I am PhD Scholar, enrolled with Utkal University of Culture, Bhubaneshwar, Odisha, India.
The Topic I selected is

“Vedas- A New Critical Analysis with Special reference to Human Body and Health”

The Vedas quotes about NaNo technology, and I have analyzed the details in depth and is available in PDF form. I have proved that supportive therapy to cure cancer and recovery from coma is possible if we improve the oxygen, Nitrogen, Sodium and urea content in the atmosphere.

If any one wish to have the details and if they contact me I am ready to share my findings with Nero surgeons and Cancer specialists. Please contact me for further details.

Please down load the abstract of my thesis

Regards

Ramachandran

Because if there is one thing our atmosphere is lacking, it’s an adequate urea content.

He did send along a copy of his abstract. It’s 29 pages long. It’s also hilarious.

Read it here.

Here in treating the diseases with blood disorder we are burning the oil, filtered through cotton thread create the heat and the heat so produced has the quality of the herbal along with the atomic force, that penetrates through the skin, combine with iron in the blood, converting them in to lead first, then vanadium, then iridium and so on. We are sending these rays through copper plates roof or by placing Egg shaped copper balls, so that the rays break in to millions anus and form NaNo particles and give good result.

Who knew our bodies were little nuclear reactors, busily transmuting elements? I’m not sure why the word “anus” suddenly intrudes there, but he does throw around the term “NaNo” a lot, and it’s always capitalized in the peculiar way.

He’s really infatuated with the idea of correlating radioactive decay with something going on in the body.

In the case of Cancer cells that the cell of electron eats away the magnetic force the heating elements and forms a mound which creates Heavy Hydrogen rays and swindling the magnetic force from the nuclides. If we study and identify the type of radiation that the cancer cell eliminates when contacting the tissues and blood and start decay, we may find many of these emissions are accompanied by the additional emission of one or more gamma rays. Naturally it may seem that the longer a particular atom of a radioactive nuclide has been around, the greater the chance it will decay.

But for the most part, it’s incoherent gibberish.

The change in atmosphere will help a lot in improving the condition of the Cancer patient and that through NaNo will help a lot. This was explained as stories in Puranas and the herbals were given the name, which they started worshipping as gods and goddess. Particularly the herbals that cured cancer, which genes had the similar to heads of dogs was worshipped as Bhairavas which use to come with dogs to fight with the enemies. The dog is none other than the plant Calotropis Gigantea Alba.(In Sanskrit it is Alarka)

Got that? Genes have the heads of dogs which are actually a reference to an herbal treatment, therefore changing the atmosphere with NaNo technology will cure cancer.

Now my head hurts.


Crap. Now he has sent me more email.

Please read the full text attached herewith and post your comments.

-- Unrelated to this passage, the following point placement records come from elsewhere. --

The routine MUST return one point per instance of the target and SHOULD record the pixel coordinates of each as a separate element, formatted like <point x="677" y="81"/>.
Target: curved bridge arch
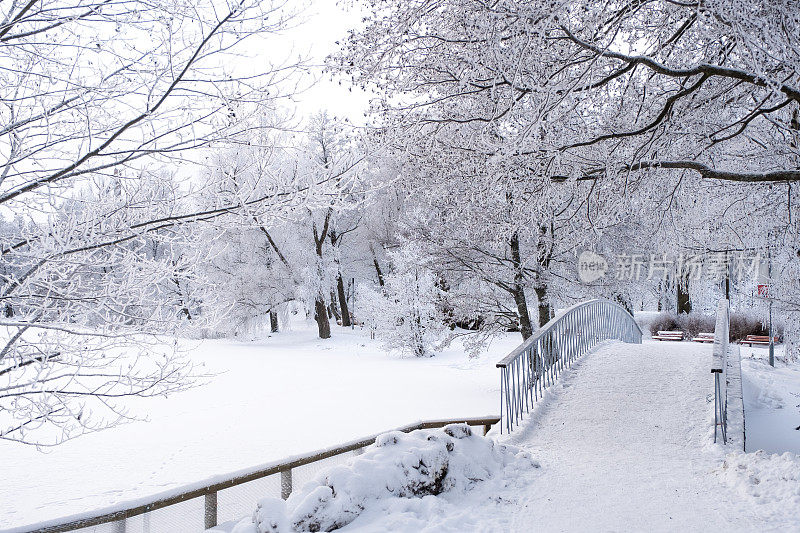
<point x="537" y="362"/>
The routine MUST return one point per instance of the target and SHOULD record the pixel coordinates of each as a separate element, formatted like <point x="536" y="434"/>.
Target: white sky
<point x="322" y="23"/>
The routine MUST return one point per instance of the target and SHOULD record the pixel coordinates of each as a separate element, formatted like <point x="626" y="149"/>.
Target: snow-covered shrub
<point x="772" y="479"/>
<point x="746" y="323"/>
<point x="664" y="321"/>
<point x="405" y="313"/>
<point x="398" y="465"/>
<point x="694" y="323"/>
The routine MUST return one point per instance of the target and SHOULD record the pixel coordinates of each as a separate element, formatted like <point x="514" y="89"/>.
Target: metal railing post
<point x="210" y="514"/>
<point x="286" y="483"/>
<point x="542" y="358"/>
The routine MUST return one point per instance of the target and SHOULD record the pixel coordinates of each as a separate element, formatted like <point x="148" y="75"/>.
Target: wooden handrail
<point x="210" y="487"/>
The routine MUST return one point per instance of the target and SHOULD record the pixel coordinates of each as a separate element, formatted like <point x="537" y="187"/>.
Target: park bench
<point x="704" y="337"/>
<point x="669" y="336"/>
<point x="758" y="340"/>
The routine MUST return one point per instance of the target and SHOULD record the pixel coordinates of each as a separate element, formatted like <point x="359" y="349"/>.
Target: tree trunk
<point x="542" y="305"/>
<point x="273" y="321"/>
<point x="519" y="289"/>
<point x="343" y="302"/>
<point x="684" y="300"/>
<point x="334" y="307"/>
<point x="321" y="316"/>
<point x="378" y="270"/>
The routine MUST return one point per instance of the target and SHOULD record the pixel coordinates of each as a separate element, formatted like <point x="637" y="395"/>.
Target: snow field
<point x="624" y="443"/>
<point x="265" y="400"/>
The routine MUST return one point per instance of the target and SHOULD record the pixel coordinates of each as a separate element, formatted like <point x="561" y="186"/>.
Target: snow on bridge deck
<point x="621" y="441"/>
<point x="625" y="443"/>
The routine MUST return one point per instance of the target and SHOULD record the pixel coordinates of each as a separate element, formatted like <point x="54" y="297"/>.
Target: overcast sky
<point x="321" y="25"/>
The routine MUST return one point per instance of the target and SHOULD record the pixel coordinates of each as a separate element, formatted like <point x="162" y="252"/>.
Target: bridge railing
<point x="197" y="506"/>
<point x="719" y="367"/>
<point x="537" y="363"/>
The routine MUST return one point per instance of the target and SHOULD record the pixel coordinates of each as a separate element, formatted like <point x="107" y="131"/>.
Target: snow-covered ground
<point x="285" y="395"/>
<point x="771" y="401"/>
<point x="622" y="443"/>
<point x="623" y="440"/>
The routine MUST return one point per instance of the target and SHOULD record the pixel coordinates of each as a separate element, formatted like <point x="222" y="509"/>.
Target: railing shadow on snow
<point x="537" y="363"/>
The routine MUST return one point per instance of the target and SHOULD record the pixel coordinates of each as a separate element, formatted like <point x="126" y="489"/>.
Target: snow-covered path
<point x="623" y="444"/>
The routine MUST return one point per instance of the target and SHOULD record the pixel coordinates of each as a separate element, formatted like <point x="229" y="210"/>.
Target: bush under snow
<point x="773" y="480"/>
<point x="398" y="465"/>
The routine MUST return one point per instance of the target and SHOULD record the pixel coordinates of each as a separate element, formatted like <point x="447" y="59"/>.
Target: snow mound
<point x="770" y="479"/>
<point x="399" y="465"/>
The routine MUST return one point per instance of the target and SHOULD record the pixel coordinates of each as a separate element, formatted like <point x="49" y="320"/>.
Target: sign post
<point x="764" y="290"/>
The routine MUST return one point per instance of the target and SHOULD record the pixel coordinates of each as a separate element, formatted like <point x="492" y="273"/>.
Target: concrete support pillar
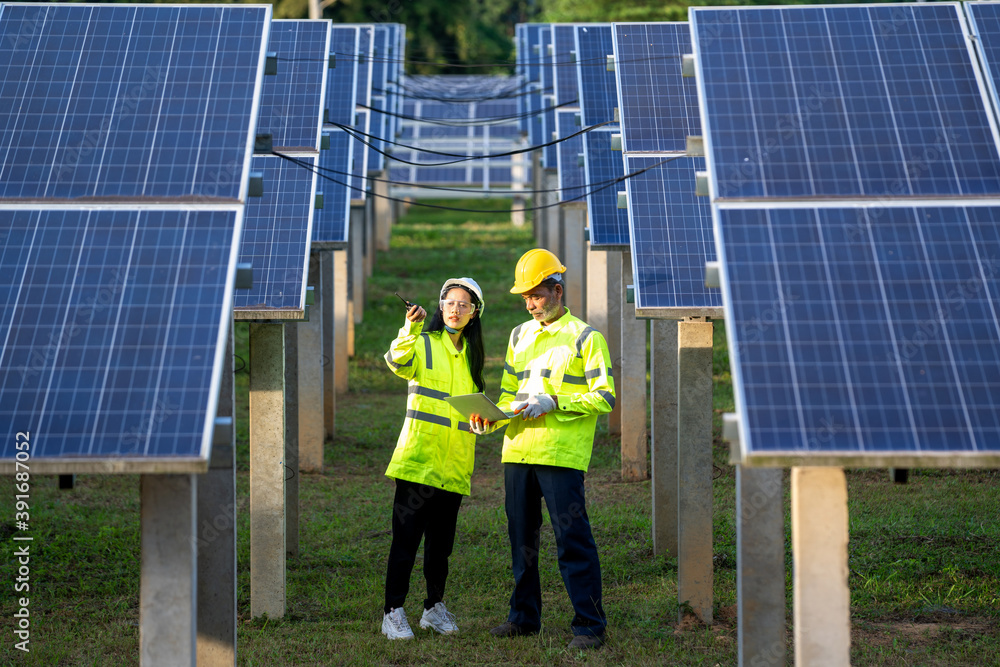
<point x="267" y="470"/>
<point x="383" y="213"/>
<point x="822" y="600"/>
<point x="760" y="566"/>
<point x="342" y="322"/>
<point x="216" y="539"/>
<point x="574" y="256"/>
<point x="551" y="230"/>
<point x="663" y="395"/>
<point x="293" y="432"/>
<point x="357" y="248"/>
<point x="308" y="338"/>
<point x="632" y="389"/>
<point x="537" y="198"/>
<point x="694" y="440"/>
<point x="616" y="298"/>
<point x="168" y="585"/>
<point x="326" y="312"/>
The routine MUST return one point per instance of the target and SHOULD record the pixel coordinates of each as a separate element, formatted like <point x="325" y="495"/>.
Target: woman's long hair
<point x="473" y="335"/>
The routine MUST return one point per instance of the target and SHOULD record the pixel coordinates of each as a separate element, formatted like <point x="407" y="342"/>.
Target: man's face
<point x="544" y="303"/>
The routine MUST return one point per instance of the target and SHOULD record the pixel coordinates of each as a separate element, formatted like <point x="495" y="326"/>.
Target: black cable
<point x="356" y="134"/>
<point x="306" y="165"/>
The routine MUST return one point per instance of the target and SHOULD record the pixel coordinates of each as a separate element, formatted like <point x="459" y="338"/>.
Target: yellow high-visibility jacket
<point x="435" y="446"/>
<point x="566" y="359"/>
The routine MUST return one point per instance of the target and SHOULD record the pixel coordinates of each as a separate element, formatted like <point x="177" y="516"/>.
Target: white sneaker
<point x="395" y="625"/>
<point x="439" y="619"/>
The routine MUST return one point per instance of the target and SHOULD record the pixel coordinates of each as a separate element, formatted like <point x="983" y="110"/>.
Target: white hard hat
<point x="468" y="284"/>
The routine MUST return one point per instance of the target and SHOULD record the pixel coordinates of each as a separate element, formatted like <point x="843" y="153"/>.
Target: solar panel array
<point x="669" y="227"/>
<point x="129" y="131"/>
<point x="854" y="175"/>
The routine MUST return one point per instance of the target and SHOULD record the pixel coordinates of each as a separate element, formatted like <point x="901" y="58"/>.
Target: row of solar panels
<point x="851" y="176"/>
<point x="134" y="173"/>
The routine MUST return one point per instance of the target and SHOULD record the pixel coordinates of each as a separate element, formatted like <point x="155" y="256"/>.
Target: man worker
<point x="557" y="377"/>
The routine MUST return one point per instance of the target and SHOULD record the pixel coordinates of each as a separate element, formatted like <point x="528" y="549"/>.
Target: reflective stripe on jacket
<point x="570" y="361"/>
<point x="435" y="446"/>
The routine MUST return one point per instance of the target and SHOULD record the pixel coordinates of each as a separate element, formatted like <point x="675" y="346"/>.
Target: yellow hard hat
<point x="534" y="267"/>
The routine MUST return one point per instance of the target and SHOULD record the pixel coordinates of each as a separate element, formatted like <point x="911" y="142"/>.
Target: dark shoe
<point x="508" y="629"/>
<point x="583" y="642"/>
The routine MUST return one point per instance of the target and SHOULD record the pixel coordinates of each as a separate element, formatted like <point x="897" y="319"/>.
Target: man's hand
<point x="478" y="425"/>
<point x="536" y="406"/>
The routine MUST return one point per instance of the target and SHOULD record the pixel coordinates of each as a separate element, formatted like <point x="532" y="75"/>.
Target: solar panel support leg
<point x="383" y="213"/>
<point x="663" y="395"/>
<point x="822" y="599"/>
<point x="311" y="417"/>
<point x="327" y="311"/>
<point x="293" y="433"/>
<point x="760" y="566"/>
<point x="217" y="540"/>
<point x="630" y="386"/>
<point x="167" y="589"/>
<point x="267" y="470"/>
<point x="694" y="467"/>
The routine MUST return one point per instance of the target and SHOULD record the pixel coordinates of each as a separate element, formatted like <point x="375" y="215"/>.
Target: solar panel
<point x="123" y="101"/>
<point x="843" y="101"/>
<point x="670" y="232"/>
<point x="598" y="95"/>
<point x="292" y="100"/>
<point x="277" y="228"/>
<point x="342" y="78"/>
<point x="658" y="108"/>
<point x="330" y="223"/>
<point x="608" y="223"/>
<point x="112" y="332"/>
<point x="564" y="64"/>
<point x="864" y="333"/>
<point x="570" y="166"/>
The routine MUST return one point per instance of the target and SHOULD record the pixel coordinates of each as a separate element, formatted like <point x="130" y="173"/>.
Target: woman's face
<point x="457" y="308"/>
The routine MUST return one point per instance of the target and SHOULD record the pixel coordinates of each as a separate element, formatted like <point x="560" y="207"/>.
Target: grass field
<point x="924" y="557"/>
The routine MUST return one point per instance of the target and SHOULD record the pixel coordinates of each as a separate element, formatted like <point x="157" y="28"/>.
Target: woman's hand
<point x="416" y="314"/>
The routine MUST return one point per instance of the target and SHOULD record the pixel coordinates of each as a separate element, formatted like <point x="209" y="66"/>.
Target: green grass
<point x="925" y="565"/>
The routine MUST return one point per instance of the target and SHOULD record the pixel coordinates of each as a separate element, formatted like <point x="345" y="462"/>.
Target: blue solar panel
<point x="105" y="101"/>
<point x="291" y="103"/>
<point x="598" y="95"/>
<point x="112" y="331"/>
<point x="366" y="48"/>
<point x="608" y="223"/>
<point x="359" y="183"/>
<point x="571" y="172"/>
<point x="658" y="108"/>
<point x="564" y="64"/>
<point x="670" y="229"/>
<point x="850" y="101"/>
<point x="330" y="223"/>
<point x="277" y="228"/>
<point x="859" y="331"/>
<point x="342" y="79"/>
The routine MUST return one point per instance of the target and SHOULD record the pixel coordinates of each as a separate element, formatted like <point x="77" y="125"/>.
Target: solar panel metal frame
<point x="119" y="464"/>
<point x="888" y="193"/>
<point x="255" y="106"/>
<point x="742" y="450"/>
<point x="643" y="305"/>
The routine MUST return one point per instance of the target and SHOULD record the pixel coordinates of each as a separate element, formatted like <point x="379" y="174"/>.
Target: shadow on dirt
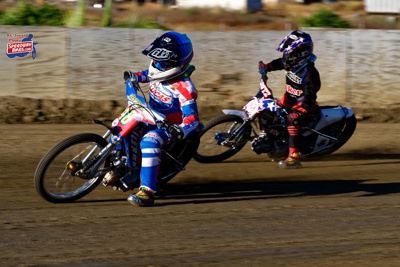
<point x="213" y="192"/>
<point x="356" y="155"/>
<point x="228" y="191"/>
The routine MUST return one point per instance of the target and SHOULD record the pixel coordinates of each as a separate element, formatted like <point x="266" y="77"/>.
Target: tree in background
<point x="107" y="14"/>
<point x="77" y="16"/>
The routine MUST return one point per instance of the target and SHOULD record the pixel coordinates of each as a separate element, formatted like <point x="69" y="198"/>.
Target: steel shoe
<point x="291" y="162"/>
<point x="143" y="198"/>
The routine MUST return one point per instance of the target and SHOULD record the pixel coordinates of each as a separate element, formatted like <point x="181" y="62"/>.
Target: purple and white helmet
<point x="297" y="48"/>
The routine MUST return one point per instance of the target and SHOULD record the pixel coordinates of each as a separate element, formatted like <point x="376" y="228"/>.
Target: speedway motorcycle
<point x="78" y="164"/>
<point x="262" y="122"/>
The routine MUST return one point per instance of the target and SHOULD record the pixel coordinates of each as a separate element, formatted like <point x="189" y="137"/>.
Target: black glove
<point x="175" y="131"/>
<point x="262" y="67"/>
<point x="130" y="75"/>
<point x="292" y="118"/>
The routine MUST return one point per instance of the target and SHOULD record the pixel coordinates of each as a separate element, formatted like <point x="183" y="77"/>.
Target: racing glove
<point x="262" y="67"/>
<point x="297" y="112"/>
<point x="130" y="75"/>
<point x="175" y="131"/>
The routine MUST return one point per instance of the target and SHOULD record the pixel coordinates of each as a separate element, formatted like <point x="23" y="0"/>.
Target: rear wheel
<point x="55" y="178"/>
<point x="214" y="146"/>
<point x="342" y="130"/>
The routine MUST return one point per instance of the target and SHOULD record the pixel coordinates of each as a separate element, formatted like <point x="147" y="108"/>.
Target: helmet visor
<point x="163" y="65"/>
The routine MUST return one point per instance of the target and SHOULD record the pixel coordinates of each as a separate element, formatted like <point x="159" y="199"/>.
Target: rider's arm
<point x="187" y="100"/>
<point x="312" y="84"/>
<point x="276" y="64"/>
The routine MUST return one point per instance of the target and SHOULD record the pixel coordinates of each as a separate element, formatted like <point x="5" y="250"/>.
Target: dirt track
<point x="342" y="210"/>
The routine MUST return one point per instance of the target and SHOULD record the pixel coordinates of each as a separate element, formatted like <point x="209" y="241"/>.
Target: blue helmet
<point x="170" y="53"/>
<point x="297" y="48"/>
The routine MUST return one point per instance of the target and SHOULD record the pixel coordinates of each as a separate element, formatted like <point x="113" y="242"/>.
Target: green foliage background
<point x="324" y="18"/>
<point x="26" y="14"/>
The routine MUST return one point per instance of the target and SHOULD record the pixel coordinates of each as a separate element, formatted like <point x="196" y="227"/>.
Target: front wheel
<point x="56" y="178"/>
<point x="215" y="144"/>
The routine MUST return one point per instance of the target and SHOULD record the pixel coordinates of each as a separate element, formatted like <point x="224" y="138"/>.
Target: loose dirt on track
<point x="341" y="210"/>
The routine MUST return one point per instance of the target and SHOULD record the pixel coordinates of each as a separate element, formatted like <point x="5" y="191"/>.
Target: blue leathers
<point x="176" y="99"/>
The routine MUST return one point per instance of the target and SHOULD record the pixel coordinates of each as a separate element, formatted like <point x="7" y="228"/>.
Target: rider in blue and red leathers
<point x="173" y="94"/>
<point x="302" y="84"/>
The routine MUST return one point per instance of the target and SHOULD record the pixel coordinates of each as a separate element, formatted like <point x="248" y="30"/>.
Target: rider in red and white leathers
<point x="173" y="94"/>
<point x="302" y="84"/>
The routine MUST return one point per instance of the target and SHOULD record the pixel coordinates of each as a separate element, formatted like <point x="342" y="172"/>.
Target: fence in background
<point x="356" y="66"/>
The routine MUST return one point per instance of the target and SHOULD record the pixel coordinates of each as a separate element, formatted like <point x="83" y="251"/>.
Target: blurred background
<point x="85" y="45"/>
<point x="205" y="14"/>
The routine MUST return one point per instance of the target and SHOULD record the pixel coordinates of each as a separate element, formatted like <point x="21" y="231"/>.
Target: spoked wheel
<point x="56" y="179"/>
<point x="214" y="146"/>
<point x="342" y="130"/>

I am brahmin and read Vedas Fully A to Z. I am aged 60 and has an authority to discuss about this.

Do you know I read 100s of manuscript written in Sanskrit and Nagari.

Do you know about Vedas?

If so at what extent?

It is a great work done by me. I am not talking about gods and goddess.

If you wish to argue with me read the full text and mail me your questions.

Read this several time before posting any comments.

Read these entire text if you have patience.

A man who encourage researches should be encouraged.

The doctors are giving oxygen to the patient. Do you that atmosphere has all other components apart from oxygen that is needed by our system? Our body needs all the chemical content in the room through our breath and our environments are fully responsible for our health. When a candle light dinner causes cancer why a herbal smoke can not work as a supportive medicine to cure cancer?

So before scolding any one use your mind.

Use polite words.

By the by do you know the Lankathipathy Ravana has written comments on Rig Veda that deals with Foetus and child birth?

If you don’t know come to India I will show that book to you.

I wish you to meet me in India, in chennai I will show from where I collected these materials.

Ever page has a foot note please go through them

Wish you to meet you and argue and tell more in near future that too after you read the entire text.

Regards

Ramachandran

He included a pile of attachments — it looks like about 600+ pages. No, I’m not going to read them.

Oh, OK. I glanced at one.

It was B.C. 25,000 the first Veda manthra was chanted in South Pole.

The learned pandits and scholars who studied and analyzed the various Planets in the universe, divided the path of the Planets as Zodiac, at 300 each consisting of Aries, Taurus, Gemini, Cancer, Leo, Virgo, Libra, Scorpio, Sagittarius, Capricornus, Aquarius, and Pisces.

They came to a conclusion that each Planets is creating a vibration and named them as Electrons (-ve) the male planets; Magnetic forces (+ve), the female Planets and Transgender (That is the æthers), that transfers the energy in to the Earth, due to which the human body formed and the life energy is stored in the Earth.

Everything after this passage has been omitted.